It’s a weekend morning at Leasburg Dam State Park and Gabe Vasquez is giving fishing safety tips along the bank of the Rio Grande to students from Las Cruces High School. Vasquez is founder of the Nuestra Tierra Conservation Project, a group helped launched by the New Mexico Wildlife Federation, along with Friends of the Organ Mountains-Desert Peaks, and Latino Outdoors.
The organization over the last year has helped provide outdoor opportunities to get hundreds of area low-income Hispanic and underprivileged youth in New Mexico outdoors and into nature.
“Some of the poorest communities that we have in New Mexico are Hispanic, are Latino communities and so poverty and transportation are a big barrier to them getting out here and enjoying our public lands, enjoying experiences on the river so we try to break down those barriers with this program,” said Vasquez.
Nuestra Tierra provided this group of students from Las Cruces High School fishing licenses and supplies so they can fish. It’s an experience that student Jose Jaime will remember, this is his first time fishing, he says being patient has been the most challenging part.
“So far it’s fun, I’m happy to do it for the first time and actually experience something,” said Jamie.
Star Maestas, another student in the club says she likes to fish and explore the outdoors with her family. She says being outdoors has some benefits for students like them.
“It’s very therapeutic for them, it’s fun, it’s just really nice,” said Maestas.

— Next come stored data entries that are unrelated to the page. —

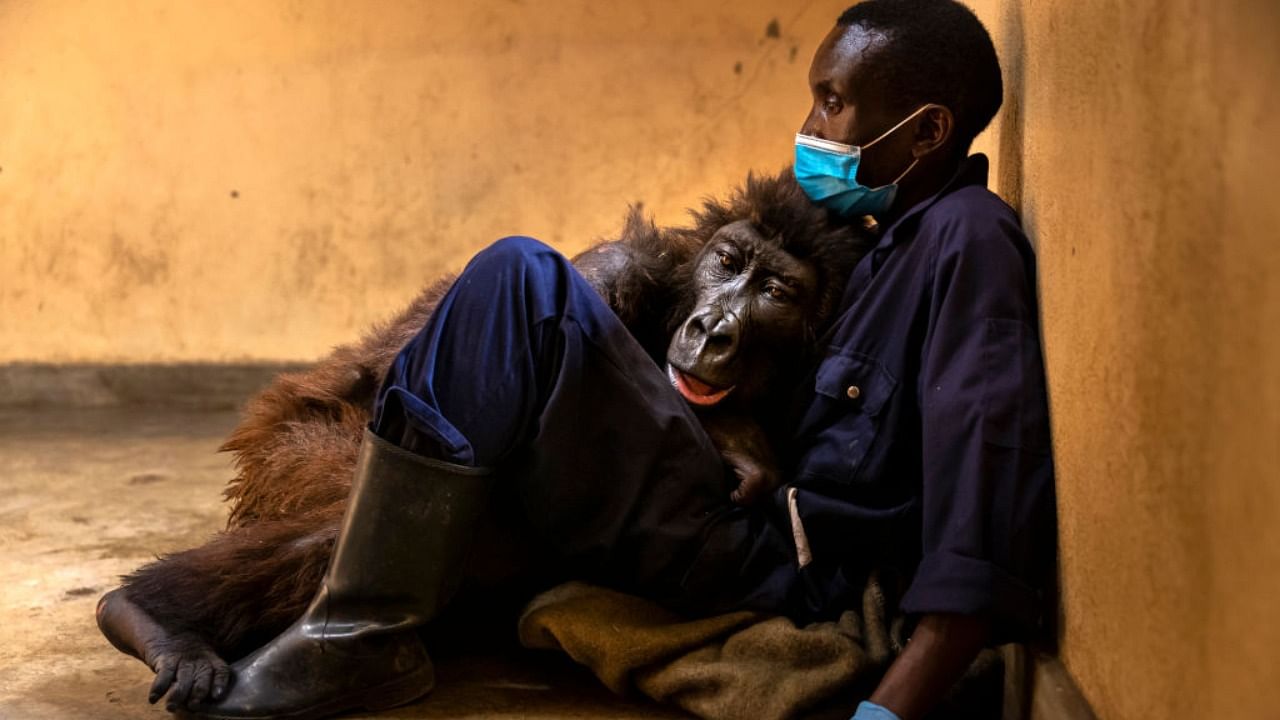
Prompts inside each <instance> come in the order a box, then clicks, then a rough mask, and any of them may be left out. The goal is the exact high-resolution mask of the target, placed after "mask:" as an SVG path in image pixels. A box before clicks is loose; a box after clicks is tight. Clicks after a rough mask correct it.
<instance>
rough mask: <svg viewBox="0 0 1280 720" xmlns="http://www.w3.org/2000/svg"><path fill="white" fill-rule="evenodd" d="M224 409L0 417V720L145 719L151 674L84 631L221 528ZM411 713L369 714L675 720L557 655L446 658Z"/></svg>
mask: <svg viewBox="0 0 1280 720" xmlns="http://www.w3.org/2000/svg"><path fill="white" fill-rule="evenodd" d="M234 421H236V415H234V414H233V413H200V411H178V410H155V409H132V410H127V409H109V410H83V409H76V410H63V411H49V410H40V411H23V410H10V409H3V410H0V719H3V720H28V719H32V720H35V719H59V720H60V719H81V717H83V719H93V720H97V719H109V717H123V719H159V717H168V714H166V712H165V711H164V710H163V708H161V707H154V706H148V705H147V702H146V693H147V688H148V685H150V683H151V673H150V670H147V669H146V667H145V666H143V665H142V664H140V662H138V661H137V660H134V659H132V657H127V656H124V655H120V653H119V652H116V651H115V650H114V648H111V646H110V644H108V642H106V641H105V639H104V638H102V637H101V634H99V632H97V626H96V625H95V624H93V606H95V602H96V601H97V597H99V596H100V594H102V592H105V591H106V589H109V588H111V587H114V585H115V584H116V582H118V577H119V575H120V574H123V573H127V571H129V570H132V569H134V568H137V566H138V565H141V564H143V562H146V561H148V560H151V559H152V557H154V556H155V555H156V553H161V552H168V551H173V550H179V548H184V547H191V546H195V544H198V543H201V542H204V541H205V538H207V537H209V536H210V533H214V532H215V530H218V529H219V528H220V527H221V524H223V518H224V507H223V505H221V502H220V489H221V487H223V484H224V483H225V482H227V479H228V478H229V477H230V468H229V462H228V457H225V456H223V455H219V454H216V452H215V448H216V447H218V445H219V442H220V441H221V438H223V437H224V436H225V434H227V432H228V430H229V429H230V428H232V425H233V424H234ZM438 673H439V687H438V688H436V691H435V692H434V693H433V696H430V698H428V700H426V701H425V702H422V703H420V705H416V706H411V707H407V708H401V710H397V711H390V712H384V714H380V715H378V717H387V719H399V717H403V719H407V717H468V719H480V717H494V719H503V717H512V719H513V717H521V719H548V720H549V719H558V717H602V719H632V717H635V719H639V717H682V715H680V714H675V712H668V711H664V710H662V708H658V707H655V706H653V705H648V703H644V702H640V701H635V702H632V701H625V700H621V698H617V697H614V696H612V694H609V693H608V691H605V689H604V688H603V687H600V685H599V684H596V683H595V679H594V678H593V676H591V675H590V674H588V673H586V671H585V670H582V669H580V667H577V666H575V665H572V664H570V662H568V661H566V660H563V659H562V657H559V656H550V655H545V653H534V652H531V651H509V650H508V651H500V652H488V653H485V652H481V653H474V655H468V656H460V657H453V659H448V660H445V661H442V662H440V666H439V667H438Z"/></svg>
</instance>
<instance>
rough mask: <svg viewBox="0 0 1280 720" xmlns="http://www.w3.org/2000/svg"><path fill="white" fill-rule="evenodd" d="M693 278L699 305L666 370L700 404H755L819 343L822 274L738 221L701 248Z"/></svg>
mask: <svg viewBox="0 0 1280 720" xmlns="http://www.w3.org/2000/svg"><path fill="white" fill-rule="evenodd" d="M691 282H692V291H694V305H692V310H691V311H690V314H689V316H687V318H686V319H685V320H684V322H682V323H681V325H680V328H678V329H677V331H676V333H675V336H673V337H672V340H671V346H669V347H668V348H667V374H668V375H669V377H671V382H672V384H673V386H675V387H676V389H677V391H680V395H682V396H684V397H685V400H687V401H689V402H691V404H694V405H699V406H710V405H718V404H719V402H721V401H724V400H726V398H728V397H736V398H739V400H740V401H742V402H750V400H753V398H754V397H756V396H759V395H760V393H762V392H763V391H764V389H765V387H767V384H768V382H769V378H771V375H772V373H773V372H776V370H777V368H778V366H780V365H786V363H785V361H786V360H787V359H794V357H795V356H796V355H799V354H801V352H803V351H804V348H805V347H806V346H808V345H809V342H810V341H812V338H806V334H808V333H809V328H810V327H812V325H810V324H809V323H810V322H812V320H813V318H814V315H815V310H817V301H818V297H817V296H818V293H817V287H815V286H817V283H818V273H817V270H815V268H814V266H813V263H810V261H808V260H801V259H799V258H795V256H794V255H791V254H788V252H786V251H785V250H782V249H781V247H780V243H778V241H777V238H769V237H764V236H762V234H760V232H759V231H758V228H756V227H755V225H754V224H753V223H751V222H750V220H739V222H735V223H731V224H728V225H724V227H723V228H721V229H719V231H717V233H716V234H714V236H713V237H712V240H710V242H708V243H707V245H705V246H704V247H703V249H701V252H700V254H699V255H698V258H696V260H695V261H694V266H692V277H691Z"/></svg>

Vasquez says that these belong to us and they are right in our backyard and they belong to us.
“Not only are they in our backyard, but they belong to our ancestors, and our grandfathers, and our parents, and that’s why this program is called the Nuestra Tierra Conservation project cause these youth should take ownership of these public lands they belong to them, just as much as the guy visiting from Washington State or anywhere else.”
Not only did the group fish, but they also took part in a ranger-led hike around the the area where they learned about history and culture of the region.

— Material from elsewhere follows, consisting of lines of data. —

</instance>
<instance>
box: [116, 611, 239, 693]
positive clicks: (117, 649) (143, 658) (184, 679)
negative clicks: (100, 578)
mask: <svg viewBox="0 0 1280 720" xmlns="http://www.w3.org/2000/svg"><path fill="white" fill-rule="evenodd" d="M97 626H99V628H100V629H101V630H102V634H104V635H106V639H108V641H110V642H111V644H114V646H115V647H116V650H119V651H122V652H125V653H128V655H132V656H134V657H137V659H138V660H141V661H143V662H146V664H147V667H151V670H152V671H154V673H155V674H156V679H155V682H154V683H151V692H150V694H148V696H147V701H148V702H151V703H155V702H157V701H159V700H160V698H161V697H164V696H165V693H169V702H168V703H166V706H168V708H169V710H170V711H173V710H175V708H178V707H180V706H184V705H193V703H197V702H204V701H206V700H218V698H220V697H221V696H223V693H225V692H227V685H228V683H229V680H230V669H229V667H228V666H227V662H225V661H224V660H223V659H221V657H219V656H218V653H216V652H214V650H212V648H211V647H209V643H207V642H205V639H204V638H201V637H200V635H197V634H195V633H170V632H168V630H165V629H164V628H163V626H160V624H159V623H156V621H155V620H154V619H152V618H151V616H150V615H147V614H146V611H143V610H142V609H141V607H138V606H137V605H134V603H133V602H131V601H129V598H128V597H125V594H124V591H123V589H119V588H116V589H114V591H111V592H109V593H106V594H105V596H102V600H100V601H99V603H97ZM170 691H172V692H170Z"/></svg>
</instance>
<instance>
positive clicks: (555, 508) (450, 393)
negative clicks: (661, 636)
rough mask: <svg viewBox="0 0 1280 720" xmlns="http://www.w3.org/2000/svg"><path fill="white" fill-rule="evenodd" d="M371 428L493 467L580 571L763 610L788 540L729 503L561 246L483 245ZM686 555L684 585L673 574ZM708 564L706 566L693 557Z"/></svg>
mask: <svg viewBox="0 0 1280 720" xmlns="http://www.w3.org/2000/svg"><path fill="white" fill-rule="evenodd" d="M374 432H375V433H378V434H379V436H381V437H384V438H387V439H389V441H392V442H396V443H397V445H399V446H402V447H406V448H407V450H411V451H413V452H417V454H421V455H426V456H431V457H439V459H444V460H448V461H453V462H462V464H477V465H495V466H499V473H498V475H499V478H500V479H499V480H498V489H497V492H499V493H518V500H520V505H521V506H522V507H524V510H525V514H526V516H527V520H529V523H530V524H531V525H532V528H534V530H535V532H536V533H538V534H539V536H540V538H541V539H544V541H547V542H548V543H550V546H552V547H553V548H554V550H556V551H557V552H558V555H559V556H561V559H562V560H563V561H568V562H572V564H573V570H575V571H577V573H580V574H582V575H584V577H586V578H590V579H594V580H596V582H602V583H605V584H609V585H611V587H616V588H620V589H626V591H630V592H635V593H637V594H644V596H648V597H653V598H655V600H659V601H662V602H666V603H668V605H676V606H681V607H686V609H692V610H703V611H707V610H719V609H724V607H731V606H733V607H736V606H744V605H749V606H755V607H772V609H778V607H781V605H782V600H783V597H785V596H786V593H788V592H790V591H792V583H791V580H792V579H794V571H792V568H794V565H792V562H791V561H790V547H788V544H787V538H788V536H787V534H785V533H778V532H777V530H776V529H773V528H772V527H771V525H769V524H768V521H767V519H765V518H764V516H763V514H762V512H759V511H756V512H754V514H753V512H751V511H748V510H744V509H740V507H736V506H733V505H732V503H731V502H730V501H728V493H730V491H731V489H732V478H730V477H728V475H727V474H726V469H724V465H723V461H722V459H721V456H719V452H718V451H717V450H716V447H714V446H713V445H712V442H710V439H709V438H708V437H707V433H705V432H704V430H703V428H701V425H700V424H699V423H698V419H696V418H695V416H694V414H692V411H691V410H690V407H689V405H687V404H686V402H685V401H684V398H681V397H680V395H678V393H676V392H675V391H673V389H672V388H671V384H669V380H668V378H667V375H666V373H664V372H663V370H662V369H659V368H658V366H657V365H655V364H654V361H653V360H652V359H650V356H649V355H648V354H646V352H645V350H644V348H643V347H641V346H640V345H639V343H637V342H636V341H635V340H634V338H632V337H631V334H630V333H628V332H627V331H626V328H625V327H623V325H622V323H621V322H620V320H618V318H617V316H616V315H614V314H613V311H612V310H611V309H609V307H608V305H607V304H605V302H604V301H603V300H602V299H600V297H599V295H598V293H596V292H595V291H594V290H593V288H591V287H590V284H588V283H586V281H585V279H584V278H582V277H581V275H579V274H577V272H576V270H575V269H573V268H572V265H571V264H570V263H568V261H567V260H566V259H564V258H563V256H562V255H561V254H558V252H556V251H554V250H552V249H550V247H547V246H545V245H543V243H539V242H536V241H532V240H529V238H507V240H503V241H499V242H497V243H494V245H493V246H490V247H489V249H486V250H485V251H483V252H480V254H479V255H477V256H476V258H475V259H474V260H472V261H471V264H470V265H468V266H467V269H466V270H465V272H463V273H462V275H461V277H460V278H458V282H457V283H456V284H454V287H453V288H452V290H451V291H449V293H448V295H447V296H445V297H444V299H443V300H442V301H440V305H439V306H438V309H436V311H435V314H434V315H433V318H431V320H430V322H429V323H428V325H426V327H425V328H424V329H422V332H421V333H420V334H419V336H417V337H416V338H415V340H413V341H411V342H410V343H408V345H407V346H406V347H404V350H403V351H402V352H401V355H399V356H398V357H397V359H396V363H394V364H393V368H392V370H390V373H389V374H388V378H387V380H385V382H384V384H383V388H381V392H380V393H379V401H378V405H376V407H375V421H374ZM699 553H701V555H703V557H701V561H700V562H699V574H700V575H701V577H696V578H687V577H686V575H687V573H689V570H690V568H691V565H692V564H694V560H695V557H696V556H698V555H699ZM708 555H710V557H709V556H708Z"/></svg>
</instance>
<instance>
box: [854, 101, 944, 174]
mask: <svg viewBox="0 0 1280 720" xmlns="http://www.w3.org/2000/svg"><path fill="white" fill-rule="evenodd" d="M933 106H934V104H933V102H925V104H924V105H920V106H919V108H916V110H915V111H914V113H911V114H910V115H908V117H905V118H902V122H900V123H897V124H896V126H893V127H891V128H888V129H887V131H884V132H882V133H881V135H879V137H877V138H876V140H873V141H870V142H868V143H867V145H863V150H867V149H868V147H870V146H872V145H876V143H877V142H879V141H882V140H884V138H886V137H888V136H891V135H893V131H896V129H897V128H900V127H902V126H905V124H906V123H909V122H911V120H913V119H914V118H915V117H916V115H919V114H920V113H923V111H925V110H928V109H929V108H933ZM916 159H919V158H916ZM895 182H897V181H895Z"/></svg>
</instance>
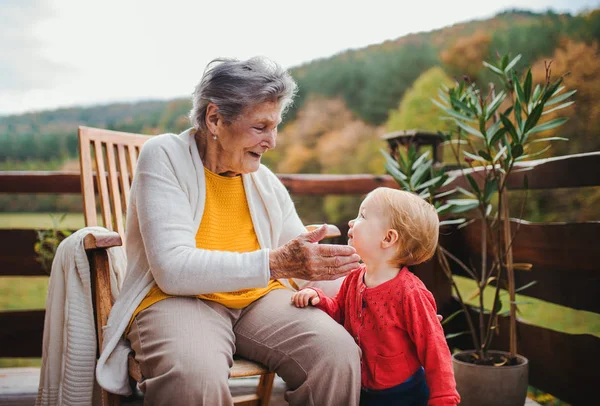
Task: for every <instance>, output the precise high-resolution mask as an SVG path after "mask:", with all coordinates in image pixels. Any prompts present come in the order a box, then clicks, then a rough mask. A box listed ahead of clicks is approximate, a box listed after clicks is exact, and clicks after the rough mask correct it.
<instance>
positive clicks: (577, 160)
mask: <svg viewBox="0 0 600 406" xmlns="http://www.w3.org/2000/svg"><path fill="white" fill-rule="evenodd" d="M598 168H600V151H596V152H588V153H584V154H574V155H565V156H559V157H554V158H546V159H537V160H533V161H525V162H521V163H519V164H516V165H515V169H514V170H513V172H512V173H511V176H510V177H509V180H508V187H509V189H523V179H524V178H525V176H527V181H528V184H529V189H558V188H577V187H586V186H600V171H599V170H598ZM483 170H484V168H483V167H478V168H475V170H470V169H468V170H465V171H464V172H462V171H460V170H455V171H450V172H448V173H449V174H451V175H454V176H458V178H457V179H456V180H455V181H454V182H453V183H451V184H450V185H448V186H447V187H446V189H451V188H452V187H456V186H462V187H467V188H469V189H470V186H469V184H468V182H467V180H466V179H465V178H464V177H463V176H462V173H470V174H471V175H472V176H473V178H474V179H475V180H476V181H477V182H478V183H479V184H480V185H481V184H482V174H483Z"/></svg>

“I’d like to think that we are creating the next generation of conservation stewards, because we’re not just teaching, we’re not just having fun, but we are encouraging some of these youth to have careers working outdoors,” says Vasquez.
Employing a younger, more diverse group of public land managers may be welcomed.

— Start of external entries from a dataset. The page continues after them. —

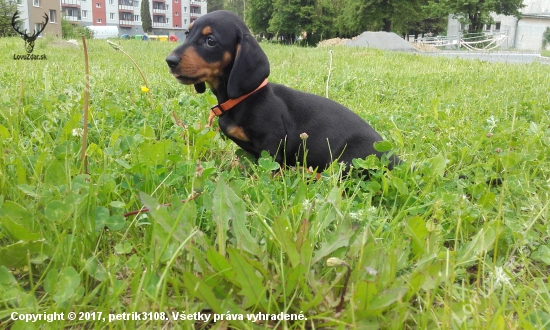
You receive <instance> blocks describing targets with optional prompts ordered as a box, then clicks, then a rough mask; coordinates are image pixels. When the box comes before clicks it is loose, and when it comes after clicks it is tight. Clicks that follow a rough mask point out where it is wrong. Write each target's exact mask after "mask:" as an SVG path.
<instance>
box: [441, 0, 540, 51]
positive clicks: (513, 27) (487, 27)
mask: <svg viewBox="0 0 550 330" xmlns="http://www.w3.org/2000/svg"><path fill="white" fill-rule="evenodd" d="M523 4H524V5H525V7H523V8H522V9H521V13H522V15H523V18H521V19H517V18H516V17H514V16H505V15H497V14H494V13H493V14H492V15H491V16H492V17H493V21H494V23H493V24H490V25H486V26H485V28H484V30H485V32H497V31H498V32H501V33H504V34H505V35H506V36H507V39H506V41H505V42H504V43H503V44H502V46H501V48H502V49H510V48H512V49H518V50H534V51H538V50H540V49H541V48H542V34H543V33H544V31H545V30H546V29H547V28H549V27H550V0H524V1H523ZM464 29H466V26H464V25H463V24H460V23H459V22H458V20H456V19H453V18H452V15H451V16H450V17H449V24H448V27H447V35H449V36H450V35H458V34H459V33H460V32H461V31H463V30H464Z"/></svg>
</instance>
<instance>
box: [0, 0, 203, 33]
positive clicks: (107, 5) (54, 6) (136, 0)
mask: <svg viewBox="0 0 550 330" xmlns="http://www.w3.org/2000/svg"><path fill="white" fill-rule="evenodd" d="M0 1H7V2H11V3H15V2H17V10H18V11H19V13H20V14H19V17H20V19H21V21H22V23H21V24H22V25H21V29H26V30H27V32H28V31H30V33H32V32H33V29H37V30H39V29H40V28H41V27H42V24H44V18H43V16H44V13H47V14H48V16H49V22H48V25H47V26H46V29H45V30H44V31H43V32H42V36H44V35H48V34H53V35H55V36H58V37H61V18H65V19H66V20H68V21H69V22H71V23H72V24H82V26H90V25H96V26H116V27H117V28H118V31H119V35H123V34H128V35H130V36H135V35H143V34H144V32H143V29H142V26H141V12H140V11H141V1H149V9H150V11H151V18H152V22H153V32H151V33H150V34H153V35H176V36H177V37H178V38H180V39H181V38H185V31H186V30H187V27H188V26H189V24H191V22H193V21H194V20H196V19H197V18H199V17H200V16H202V15H204V14H206V0H0Z"/></svg>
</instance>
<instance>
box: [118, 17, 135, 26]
mask: <svg viewBox="0 0 550 330" xmlns="http://www.w3.org/2000/svg"><path fill="white" fill-rule="evenodd" d="M118 25H119V26H120V27H133V26H134V25H135V22H134V21H127V20H122V19H121V20H119V21H118Z"/></svg>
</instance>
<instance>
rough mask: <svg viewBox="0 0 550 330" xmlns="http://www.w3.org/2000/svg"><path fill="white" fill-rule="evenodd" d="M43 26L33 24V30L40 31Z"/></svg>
mask: <svg viewBox="0 0 550 330" xmlns="http://www.w3.org/2000/svg"><path fill="white" fill-rule="evenodd" d="M43 25H44V24H42V23H34V30H35V31H40V29H42V26H43Z"/></svg>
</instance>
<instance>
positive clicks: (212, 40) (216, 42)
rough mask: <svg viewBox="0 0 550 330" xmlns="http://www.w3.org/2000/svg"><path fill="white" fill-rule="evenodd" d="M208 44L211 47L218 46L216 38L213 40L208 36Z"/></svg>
mask: <svg viewBox="0 0 550 330" xmlns="http://www.w3.org/2000/svg"><path fill="white" fill-rule="evenodd" d="M206 44H207V45H208V46H210V47H214V46H216V45H217V44H218V42H217V41H216V40H214V38H212V36H208V37H206Z"/></svg>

According to data provided by the National Park Service, as of May 2018, just around 12 percent of employees are under 30, down from 19 percent in 2015. Also, just over 5 percent of NPS employees are Hispanic compared to 83 percent of employees who are white, and nearly 63 percent of NPS employees are male.
It was Vasquez’s own story form his childhood about public lands that has empowered him to help others enjoy the resources around them.
While living in Ciudad Juárez as a youth, Vasquez said his father decided to take a trip to New Mexico to explore the outdoors. They decided to fish and camp at Caballo Lake State Park.
During the trip, Vasquez says a Game and Fish ranger approached his Dad, who didn’t have a fishing license, and didn’t understand English, so the Game and Fish Ranger told his father he would call somebody to translate leading to a border patrol agent showing up.
“We didn’t know that we needed fishing license, this being our first time and us coming from Juárez and not understanding how the system works,” said Vasquez.
Vasquez says that border patrol detained his dad and took him to a station in Truth or Consequences.
“He sat in a back of a holding cell, you know I was crying, my brother was crying, it was family friend that had driven us up there, and I never wanted to go fishing again, heck I didn’t even want to come to the United States again because of the way my father was treated, like a criminal.”
Vasquez said the agents told them they had to verify his identity which he says took around 3 to 4 hours, once that was complete they released his dad with a citation for fishing without a permit.
“Devastated I thought we were headed back to Juárez, and my dad could have very easily said fishing is not for us, the outdoors is not for us, but instead he said we’re going back to that campsite, we’re going to get our fishing license, and we’re gonna fish. And that night we caught five or six catfish with our little Superman rods and a pack of hot dogs, and it was one of the happiest moments of my life.”
That resilience is what Gabe Vasquez says made him think about who belongs in not only the outdoors, but other spaces in society.
“It’s something that’s impacted me and when I think about these kids that are enjoying this for maybe the first time. I want them to feel like they belong to, because truly do,” said Vasquez.
Educating youth that public lands are a place where they everyone is equal is what Vasquez says he hopes to continue to do so this generation can pass that ownership on to the next one.